An unmodified curl invocation does not require weird timing based attacks, it se...

y4mi · on Nov 9, 2019

different attack vector.

by detecting the usage of `curl | bash` you can serve a different script only when someone does it, so someone doing `curl -O /tmp/some_script.sh` to audit the script wont see the harmful code.

It opens you up to a literally undetectable attack.

nonetheless, the point of the article author does have some truth. there is always a degree of trust involved when you're installing binaries from a third party. by using curl|bash you're just increasing the required trust a bit.

zshev · on Nov 9, 2019

> It opens you up to a literally undetectable attack.

This is the crux of it for me. This is why it is dangerous. The author appears to have overlooked this attack vector entirely.

vbezhenar · on Nov 9, 2019

Is it undetectable? `curl | tee file | bash` should detect IMO.

tln · on Nov 9, 2019

True, you can detect it without a way to stop the damage! Or easier and more thorough,

    curl | bash -x

y4mi · on Nov 10, 2019

Piping through tee doesn't trigger the sever side detection (it doesn't stop to read every few ms) and using the x flag isn't inherited, so it's gone as soon as subshells are invoked, which is pretty normal for an installation script.

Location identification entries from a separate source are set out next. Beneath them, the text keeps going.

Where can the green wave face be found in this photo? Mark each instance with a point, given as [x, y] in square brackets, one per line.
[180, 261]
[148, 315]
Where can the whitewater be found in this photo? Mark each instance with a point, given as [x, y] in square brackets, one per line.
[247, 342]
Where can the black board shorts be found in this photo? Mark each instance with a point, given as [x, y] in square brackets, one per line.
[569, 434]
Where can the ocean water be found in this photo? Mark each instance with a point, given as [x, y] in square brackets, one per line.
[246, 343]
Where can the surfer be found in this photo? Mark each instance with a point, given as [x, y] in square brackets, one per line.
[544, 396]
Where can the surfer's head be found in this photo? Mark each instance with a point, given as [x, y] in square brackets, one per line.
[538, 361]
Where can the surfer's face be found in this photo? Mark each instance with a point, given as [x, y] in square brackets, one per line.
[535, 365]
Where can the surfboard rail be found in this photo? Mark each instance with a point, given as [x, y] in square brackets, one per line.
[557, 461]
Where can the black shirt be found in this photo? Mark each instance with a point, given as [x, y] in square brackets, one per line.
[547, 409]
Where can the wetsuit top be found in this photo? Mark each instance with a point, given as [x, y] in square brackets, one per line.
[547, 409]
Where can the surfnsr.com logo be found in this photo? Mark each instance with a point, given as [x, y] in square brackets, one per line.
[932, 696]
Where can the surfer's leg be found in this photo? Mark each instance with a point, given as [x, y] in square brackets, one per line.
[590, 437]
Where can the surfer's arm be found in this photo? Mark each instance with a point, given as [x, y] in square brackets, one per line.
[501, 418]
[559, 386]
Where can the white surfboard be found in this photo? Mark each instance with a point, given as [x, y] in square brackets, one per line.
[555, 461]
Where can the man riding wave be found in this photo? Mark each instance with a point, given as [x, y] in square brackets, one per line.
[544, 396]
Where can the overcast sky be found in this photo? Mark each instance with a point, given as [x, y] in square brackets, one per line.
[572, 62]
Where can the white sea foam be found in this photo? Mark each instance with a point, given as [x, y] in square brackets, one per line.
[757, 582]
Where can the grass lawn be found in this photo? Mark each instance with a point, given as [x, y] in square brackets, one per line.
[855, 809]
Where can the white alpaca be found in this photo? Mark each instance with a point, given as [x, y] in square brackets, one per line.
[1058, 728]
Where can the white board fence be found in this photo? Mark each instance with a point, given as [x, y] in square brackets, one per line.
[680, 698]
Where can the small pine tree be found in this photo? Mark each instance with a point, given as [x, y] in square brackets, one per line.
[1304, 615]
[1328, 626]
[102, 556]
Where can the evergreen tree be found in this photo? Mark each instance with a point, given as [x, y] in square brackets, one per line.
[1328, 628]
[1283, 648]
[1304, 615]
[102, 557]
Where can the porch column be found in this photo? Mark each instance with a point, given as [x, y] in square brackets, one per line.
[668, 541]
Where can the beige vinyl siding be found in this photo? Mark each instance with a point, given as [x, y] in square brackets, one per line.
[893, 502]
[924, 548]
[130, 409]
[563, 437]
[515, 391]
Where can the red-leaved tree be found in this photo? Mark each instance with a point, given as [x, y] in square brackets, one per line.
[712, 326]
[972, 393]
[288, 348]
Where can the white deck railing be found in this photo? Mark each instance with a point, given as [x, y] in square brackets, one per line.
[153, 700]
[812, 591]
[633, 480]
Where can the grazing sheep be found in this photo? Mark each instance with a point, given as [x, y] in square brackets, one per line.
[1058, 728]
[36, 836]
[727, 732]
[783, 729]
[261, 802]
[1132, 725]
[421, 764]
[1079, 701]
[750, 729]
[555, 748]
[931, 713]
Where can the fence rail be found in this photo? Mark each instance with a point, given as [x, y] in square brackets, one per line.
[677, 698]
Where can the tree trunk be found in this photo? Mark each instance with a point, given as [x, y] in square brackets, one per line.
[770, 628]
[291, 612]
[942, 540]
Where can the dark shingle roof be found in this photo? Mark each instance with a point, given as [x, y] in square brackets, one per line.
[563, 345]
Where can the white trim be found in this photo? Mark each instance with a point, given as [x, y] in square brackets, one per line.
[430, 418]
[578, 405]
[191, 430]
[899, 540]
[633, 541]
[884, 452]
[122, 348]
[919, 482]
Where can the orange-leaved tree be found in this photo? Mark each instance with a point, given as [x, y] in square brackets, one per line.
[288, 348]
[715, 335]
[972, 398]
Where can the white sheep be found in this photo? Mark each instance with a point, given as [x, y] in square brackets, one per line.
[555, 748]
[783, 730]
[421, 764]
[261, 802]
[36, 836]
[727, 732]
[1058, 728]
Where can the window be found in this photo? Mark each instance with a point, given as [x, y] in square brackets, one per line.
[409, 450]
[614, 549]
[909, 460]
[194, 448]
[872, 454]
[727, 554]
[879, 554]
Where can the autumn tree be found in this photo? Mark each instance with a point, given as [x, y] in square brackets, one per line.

This has all been mentioned in the linked comment thread

tln · on Nov 10, 2019

Actually the server side detection in [0] isn't really affected by putting tee in the middle... and neither does -x, of course.

Good point about -x being fallible to an adversarial script, even a simple set +x would be enough!

Where's the link where this has been mentioned? I missed it.

0: https://www.idontplaydarts.com/2016/04/detecting-curl-pipe-b...

tulunsutao · on Nov 9, 2019

Use disposable virtual machine to isolate the damage, while dumping the script, this way we can detect attack without compromising ourself.